Redmond suspends WP7 update, even as it dismisses "bricking" problems

What would you think if an airline ran an ad promising a 90 percent chance that passengers would reach their destinations? Or if a restaurant bragged in a radio commercial that 90 percent of its customers actually get the meals they ordered?

(Also see: Stephen Elop may yet want to climb back on burning platform)

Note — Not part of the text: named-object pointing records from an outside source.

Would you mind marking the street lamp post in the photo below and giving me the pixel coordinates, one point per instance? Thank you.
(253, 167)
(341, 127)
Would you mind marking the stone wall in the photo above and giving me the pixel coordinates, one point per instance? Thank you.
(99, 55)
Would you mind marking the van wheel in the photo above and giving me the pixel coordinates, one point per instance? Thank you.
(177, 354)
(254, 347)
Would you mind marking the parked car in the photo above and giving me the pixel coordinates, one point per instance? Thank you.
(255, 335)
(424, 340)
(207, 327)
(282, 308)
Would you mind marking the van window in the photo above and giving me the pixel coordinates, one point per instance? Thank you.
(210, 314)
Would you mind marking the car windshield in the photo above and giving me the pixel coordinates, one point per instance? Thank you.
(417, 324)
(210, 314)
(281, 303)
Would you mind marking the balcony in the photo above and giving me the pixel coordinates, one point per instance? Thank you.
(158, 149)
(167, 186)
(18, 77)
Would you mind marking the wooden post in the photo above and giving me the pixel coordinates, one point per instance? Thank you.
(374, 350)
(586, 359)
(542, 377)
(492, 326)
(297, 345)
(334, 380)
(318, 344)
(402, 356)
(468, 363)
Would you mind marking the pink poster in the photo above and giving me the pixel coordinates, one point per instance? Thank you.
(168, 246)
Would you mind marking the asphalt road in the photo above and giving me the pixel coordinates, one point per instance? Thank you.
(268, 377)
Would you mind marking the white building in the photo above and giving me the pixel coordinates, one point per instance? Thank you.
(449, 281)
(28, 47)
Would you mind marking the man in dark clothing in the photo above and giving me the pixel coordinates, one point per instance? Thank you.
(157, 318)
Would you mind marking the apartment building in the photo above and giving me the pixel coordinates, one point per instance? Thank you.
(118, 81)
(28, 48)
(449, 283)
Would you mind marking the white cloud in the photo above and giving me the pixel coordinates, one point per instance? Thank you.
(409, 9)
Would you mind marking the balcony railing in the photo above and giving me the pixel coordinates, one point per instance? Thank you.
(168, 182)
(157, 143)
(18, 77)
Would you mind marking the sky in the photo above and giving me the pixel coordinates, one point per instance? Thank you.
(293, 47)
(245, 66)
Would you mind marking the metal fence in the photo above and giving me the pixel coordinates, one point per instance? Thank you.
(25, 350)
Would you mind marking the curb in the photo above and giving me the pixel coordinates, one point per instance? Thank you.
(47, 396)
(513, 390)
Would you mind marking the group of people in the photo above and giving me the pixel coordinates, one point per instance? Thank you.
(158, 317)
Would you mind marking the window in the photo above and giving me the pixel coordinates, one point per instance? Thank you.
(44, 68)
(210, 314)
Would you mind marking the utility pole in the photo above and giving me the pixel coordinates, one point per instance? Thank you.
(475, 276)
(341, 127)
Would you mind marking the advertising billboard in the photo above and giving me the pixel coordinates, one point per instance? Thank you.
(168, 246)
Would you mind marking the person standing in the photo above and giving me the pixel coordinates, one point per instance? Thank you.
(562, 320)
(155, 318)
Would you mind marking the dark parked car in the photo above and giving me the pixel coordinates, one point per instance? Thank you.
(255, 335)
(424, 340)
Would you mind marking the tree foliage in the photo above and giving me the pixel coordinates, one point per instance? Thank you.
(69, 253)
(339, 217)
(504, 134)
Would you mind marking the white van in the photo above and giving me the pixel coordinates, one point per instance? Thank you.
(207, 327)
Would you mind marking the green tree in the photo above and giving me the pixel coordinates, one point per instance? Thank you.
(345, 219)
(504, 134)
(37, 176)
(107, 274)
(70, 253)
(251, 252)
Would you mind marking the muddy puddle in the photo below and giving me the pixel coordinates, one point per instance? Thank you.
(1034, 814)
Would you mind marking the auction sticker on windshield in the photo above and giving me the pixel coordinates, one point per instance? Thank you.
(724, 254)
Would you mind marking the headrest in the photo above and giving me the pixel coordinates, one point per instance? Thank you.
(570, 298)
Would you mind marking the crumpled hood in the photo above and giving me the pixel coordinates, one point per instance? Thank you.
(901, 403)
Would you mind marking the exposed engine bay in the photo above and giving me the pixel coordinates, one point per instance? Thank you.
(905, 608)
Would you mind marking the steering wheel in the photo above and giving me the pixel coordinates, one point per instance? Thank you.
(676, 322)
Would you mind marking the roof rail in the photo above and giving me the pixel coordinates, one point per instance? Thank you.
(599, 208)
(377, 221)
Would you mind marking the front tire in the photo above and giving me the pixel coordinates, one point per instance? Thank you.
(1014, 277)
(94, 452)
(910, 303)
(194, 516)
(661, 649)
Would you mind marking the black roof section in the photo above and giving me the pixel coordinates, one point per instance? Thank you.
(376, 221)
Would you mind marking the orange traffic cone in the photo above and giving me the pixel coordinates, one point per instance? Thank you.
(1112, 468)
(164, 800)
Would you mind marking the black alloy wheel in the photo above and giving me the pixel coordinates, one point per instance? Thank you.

That's what it sounds like to me when I hear Microsoft claiming that its recent Windows Phone 7 update (the Brick Edition) resulted in a 90 percent success rate, as ZDNet reports. Furthermore, Microsoft says, most of the failed updates were the stupid customers' fault: "Of the remaining 10 percent, the top two issues encountered are the result of customer Internet connectivity issues and inadequate storage space on the phone or PC," a company representative (told ZDNet). But just because Microsoft is tired of all this customer whining and media carping, it's decided to suspend the WP7 update that began Monday. From Redmondmag.com: Microsoft said in a statement on Wednesday that it had found "a technical issue with the Windows Phone update process that impacts a small number of phones." A Microsoft support forum contains complaints from users of the Samsung Focus and Omnia 7 smartphones. In some cases, the phones were "bricking up" or becoming unusable after starting the update process. Redmond also used the forum to detail the long and illustrious history of bricks throughout the world. Just kidding. I'm not sure why Microsoft is so certain that "customer Internet connectivity issues" and "inadequate storage space on the phone or PC" are responsible for more than half of the WP7 update failures, nor do I understand why it considers a 10 percent (or even 5 percent) failure rate the equivalent of a "small number of phones." Unless, of course, we really are talking about a small number of WP7 phones being sold. So maybe in a literal sense, Redmond is correct. Stephen Elop, you made your brick. Now you have to lie on it.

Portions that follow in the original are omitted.